A. Using the Software

1. What are the conversion steps for deconvolution?

The Barcode Deconvoluter software requires a library file (.BLIB) containing barcode annotations, and input file(s) with sequencing data. Deconvoluter work flow is as follows: Illumina sequencing data –> TAB file –> Annotated file with counts

2. What file formats can be used as Deconvoluter input?

Deconvoluter uses a proprietary BLIB format for the library annotation files. Library annotation files for all DECIPHER modules are available upon request. Please contact us at support@decipherproject.net.

For sequencing data, our software supports most major data formats that HT Sequencing facilities use: FASTA, FASTQ, QSEQ, RAW, Miro, and Seq. It will generate a tab file from any of these, and will further convert it into an annotated file. Also, many HT Sequencing facilities offer an option of supplying data in tab format in addition to the raw data, and that will allow you to skip the first conversion step.

3. What is the size limit on the raw data files?

The 32-bit version of our software can convert files up to 2 gb in size. The limitations on the 64-bit version are determined by the amount of RAM in your computer; we routinely use it for files of 50-100 gb. If you believe that file size might be a problem for your analysis, you can break the raw data file into several smaller ones and then simply add individual counts for each barcode.

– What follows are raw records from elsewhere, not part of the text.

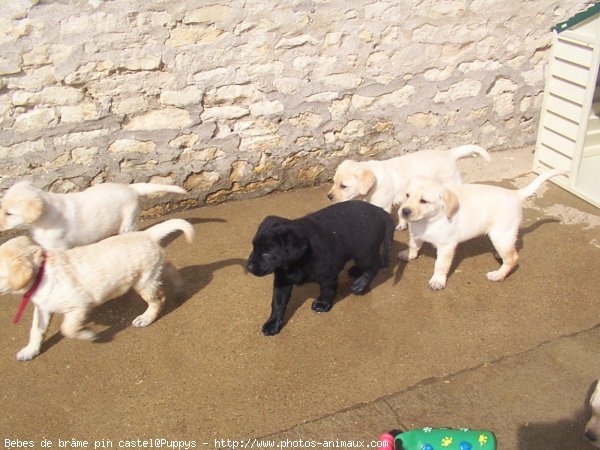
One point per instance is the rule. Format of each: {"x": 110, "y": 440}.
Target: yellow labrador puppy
{"x": 62, "y": 221}
{"x": 71, "y": 282}
{"x": 447, "y": 216}
{"x": 383, "y": 183}
{"x": 592, "y": 429}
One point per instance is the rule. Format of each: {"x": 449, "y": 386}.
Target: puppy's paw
{"x": 359, "y": 286}
{"x": 272, "y": 327}
{"x": 85, "y": 335}
{"x": 321, "y": 306}
{"x": 437, "y": 282}
{"x": 27, "y": 353}
{"x": 407, "y": 255}
{"x": 496, "y": 275}
{"x": 141, "y": 321}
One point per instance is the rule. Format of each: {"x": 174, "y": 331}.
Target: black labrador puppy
{"x": 315, "y": 248}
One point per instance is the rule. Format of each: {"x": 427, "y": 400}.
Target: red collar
{"x": 30, "y": 293}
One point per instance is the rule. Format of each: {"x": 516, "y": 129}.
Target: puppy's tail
{"x": 467, "y": 150}
{"x": 157, "y": 232}
{"x": 388, "y": 241}
{"x": 153, "y": 188}
{"x": 535, "y": 184}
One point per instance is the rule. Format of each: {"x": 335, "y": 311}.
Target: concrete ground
{"x": 517, "y": 357}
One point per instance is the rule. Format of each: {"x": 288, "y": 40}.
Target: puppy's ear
{"x": 294, "y": 246}
{"x": 23, "y": 259}
{"x": 450, "y": 202}
{"x": 366, "y": 180}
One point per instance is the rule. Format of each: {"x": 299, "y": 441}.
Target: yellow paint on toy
{"x": 446, "y": 442}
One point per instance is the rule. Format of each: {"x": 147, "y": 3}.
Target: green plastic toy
{"x": 438, "y": 439}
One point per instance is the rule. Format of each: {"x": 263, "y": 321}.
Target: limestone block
{"x": 11, "y": 30}
{"x": 84, "y": 74}
{"x": 33, "y": 80}
{"x": 202, "y": 181}
{"x": 462, "y": 89}
{"x": 135, "y": 167}
{"x": 6, "y": 111}
{"x": 80, "y": 113}
{"x": 339, "y": 108}
{"x": 184, "y": 141}
{"x": 423, "y": 120}
{"x": 307, "y": 119}
{"x": 76, "y": 24}
{"x": 143, "y": 62}
{"x": 131, "y": 145}
{"x": 398, "y": 98}
{"x": 502, "y": 85}
{"x": 9, "y": 66}
{"x": 333, "y": 38}
{"x": 54, "y": 95}
{"x": 162, "y": 119}
{"x": 255, "y": 127}
{"x": 326, "y": 96}
{"x": 240, "y": 171}
{"x": 265, "y": 165}
{"x": 193, "y": 35}
{"x": 224, "y": 112}
{"x": 297, "y": 41}
{"x": 377, "y": 148}
{"x": 233, "y": 94}
{"x": 206, "y": 154}
{"x": 266, "y": 143}
{"x": 287, "y": 85}
{"x": 534, "y": 77}
{"x": 381, "y": 127}
{"x": 309, "y": 175}
{"x": 209, "y": 14}
{"x": 438, "y": 74}
{"x": 84, "y": 155}
{"x": 17, "y": 9}
{"x": 352, "y": 130}
{"x": 525, "y": 104}
{"x": 80, "y": 139}
{"x": 21, "y": 149}
{"x": 218, "y": 73}
{"x": 504, "y": 104}
{"x": 266, "y": 108}
{"x": 343, "y": 80}
{"x": 365, "y": 35}
{"x": 473, "y": 66}
{"x": 377, "y": 60}
{"x": 191, "y": 95}
{"x": 129, "y": 105}
{"x": 36, "y": 119}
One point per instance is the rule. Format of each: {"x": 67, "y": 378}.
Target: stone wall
{"x": 244, "y": 97}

4. What if I have raw data for one lane in multiple files, not one?

The 64-bit version of Deconvoluter allows you to select an entire folder as input. On the rightmost side of the interface against “Input files” you can find three buttons: one that selects an entire folder, one that selects a specific file, and one that clears the previous choice. 32-bit version users can use a free TXTcollector tool that allows file merging. Be sure to use the “no separator,” “no carriage returns,” and “no filename” settings.

5. What are the program options?

Library definition: allows to select the library annotation file; Decipher users should leave other options as default.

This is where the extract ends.